Disons que, sauf accord contraire des parties, l’expert commis devra adresser aux parties un pré-rapport de ses observations et constatations afin de leur permettre de lui adresser un dire récapitulant leurs arguments sous un délai d’un mois.
Disons que l’expert procédera à sa mission dès qu’il sera avisé de la consignation ci-dessus fixée, et qu’il déposera au Greffe du Tribunal un rapport définitif de ses opérations, répondant aux dires des parties, au plus tard dans le délai de six mois sauf prorogation dûment autorisée.
Précisons que le rapport définitif devra comprendre une conclusion synthétique des résultats des déductions expertales.
Disons qu’au cas où les parties viendraient à se concilier l’expert devra constater que sa mission est devenue sans objet et faire rapport au Magistrat chargé du contrôle de l’expertise en lui adressant alors un procès-verbal de conciliation.

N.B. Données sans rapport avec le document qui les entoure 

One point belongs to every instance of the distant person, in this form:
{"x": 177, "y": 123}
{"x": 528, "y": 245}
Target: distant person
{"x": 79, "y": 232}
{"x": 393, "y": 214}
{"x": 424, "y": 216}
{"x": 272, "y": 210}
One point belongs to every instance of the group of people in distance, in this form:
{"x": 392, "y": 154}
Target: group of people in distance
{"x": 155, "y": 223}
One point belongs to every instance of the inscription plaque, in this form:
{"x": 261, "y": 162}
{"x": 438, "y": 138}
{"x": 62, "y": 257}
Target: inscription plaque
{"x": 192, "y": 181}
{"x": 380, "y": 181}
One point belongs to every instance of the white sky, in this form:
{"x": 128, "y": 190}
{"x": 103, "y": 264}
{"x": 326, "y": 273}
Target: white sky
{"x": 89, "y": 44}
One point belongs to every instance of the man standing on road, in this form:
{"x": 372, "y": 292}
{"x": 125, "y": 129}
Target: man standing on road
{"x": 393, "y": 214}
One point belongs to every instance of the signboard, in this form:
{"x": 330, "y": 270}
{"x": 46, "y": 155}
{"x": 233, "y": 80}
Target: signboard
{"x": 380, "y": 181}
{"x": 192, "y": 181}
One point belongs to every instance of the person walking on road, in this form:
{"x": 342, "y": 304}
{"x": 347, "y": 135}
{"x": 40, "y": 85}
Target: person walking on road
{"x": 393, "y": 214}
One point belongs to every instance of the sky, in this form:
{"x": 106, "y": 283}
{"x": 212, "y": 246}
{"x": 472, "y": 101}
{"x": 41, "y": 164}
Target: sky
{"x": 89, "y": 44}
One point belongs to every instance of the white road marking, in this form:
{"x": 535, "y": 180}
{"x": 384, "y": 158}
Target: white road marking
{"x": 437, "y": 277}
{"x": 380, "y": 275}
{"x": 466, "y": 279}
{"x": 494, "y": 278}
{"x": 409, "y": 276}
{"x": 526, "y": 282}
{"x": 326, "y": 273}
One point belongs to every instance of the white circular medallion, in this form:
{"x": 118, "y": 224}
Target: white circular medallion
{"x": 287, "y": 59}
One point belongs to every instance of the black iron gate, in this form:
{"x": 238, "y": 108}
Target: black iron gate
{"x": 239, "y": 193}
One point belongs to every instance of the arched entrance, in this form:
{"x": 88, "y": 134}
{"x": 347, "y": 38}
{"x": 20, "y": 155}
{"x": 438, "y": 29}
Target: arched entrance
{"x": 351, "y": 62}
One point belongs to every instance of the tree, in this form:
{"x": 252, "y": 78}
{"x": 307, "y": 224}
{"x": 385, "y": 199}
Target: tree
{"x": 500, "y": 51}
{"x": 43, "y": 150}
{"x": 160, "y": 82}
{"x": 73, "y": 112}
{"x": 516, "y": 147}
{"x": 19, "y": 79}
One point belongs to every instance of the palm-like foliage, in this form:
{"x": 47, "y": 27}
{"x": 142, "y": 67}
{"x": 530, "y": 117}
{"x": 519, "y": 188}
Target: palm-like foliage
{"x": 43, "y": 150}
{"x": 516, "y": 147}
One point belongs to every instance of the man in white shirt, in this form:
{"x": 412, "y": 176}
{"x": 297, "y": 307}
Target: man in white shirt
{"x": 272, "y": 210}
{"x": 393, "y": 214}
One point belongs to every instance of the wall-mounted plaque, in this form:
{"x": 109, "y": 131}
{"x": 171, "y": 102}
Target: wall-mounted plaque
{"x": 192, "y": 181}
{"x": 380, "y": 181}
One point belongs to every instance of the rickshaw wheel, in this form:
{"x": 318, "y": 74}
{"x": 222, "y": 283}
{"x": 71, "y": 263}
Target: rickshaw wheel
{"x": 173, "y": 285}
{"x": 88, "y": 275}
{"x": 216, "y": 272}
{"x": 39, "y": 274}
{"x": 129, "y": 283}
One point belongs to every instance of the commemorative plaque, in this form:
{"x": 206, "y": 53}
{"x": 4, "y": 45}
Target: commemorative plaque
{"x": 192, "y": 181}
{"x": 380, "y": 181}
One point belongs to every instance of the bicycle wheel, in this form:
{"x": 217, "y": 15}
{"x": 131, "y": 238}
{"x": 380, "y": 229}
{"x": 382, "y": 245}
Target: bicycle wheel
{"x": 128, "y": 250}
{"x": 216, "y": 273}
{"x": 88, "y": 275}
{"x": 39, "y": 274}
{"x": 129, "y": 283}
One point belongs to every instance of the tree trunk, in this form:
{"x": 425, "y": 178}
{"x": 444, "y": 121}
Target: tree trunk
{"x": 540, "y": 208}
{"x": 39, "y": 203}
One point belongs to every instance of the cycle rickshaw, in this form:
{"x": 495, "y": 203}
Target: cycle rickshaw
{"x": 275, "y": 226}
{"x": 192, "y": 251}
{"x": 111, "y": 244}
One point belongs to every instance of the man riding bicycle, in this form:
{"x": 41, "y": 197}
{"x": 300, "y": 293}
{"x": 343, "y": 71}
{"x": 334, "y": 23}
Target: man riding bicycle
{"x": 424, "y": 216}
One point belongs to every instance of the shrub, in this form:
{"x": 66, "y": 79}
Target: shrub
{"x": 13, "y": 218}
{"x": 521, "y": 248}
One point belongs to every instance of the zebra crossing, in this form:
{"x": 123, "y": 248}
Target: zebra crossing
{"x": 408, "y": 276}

Disons qu’en cas d’empêchement de l’expert commis, il sera procédé à son remplacement par ordonnance du juge chargé de la surveillance des expertises.
Disons que le juge chargé du contrôle des expertises, désigné par ordonnance du président du tribunal judiciaire de Poitiers en vertu de l’article 155-1 du code de procédure civile, s’assurera de l’exécution de cette mesure d’instruction.
Rejetons la demande formée au titre de l’article 700 du code de procédure civile.
Rappelons que la présente ordonnance est exécutoire par provision de plein droit ;
Rappelons qu’il sera procédé à la signification de la présente ordonnance par la partie la plus diligente;
Condamnons Madame [R] [U] et Monsieur [G] [Z] provisoirement aux dépens.
La présente ordonnance de référé a été mise à disposition des parties le 17 décembre 2025 par Monsieur Cyril BOUSSERON, Président du Tribunal Judiciaire, assisté de Madame Maryline LANGLADE, Greffière, et signée par eux.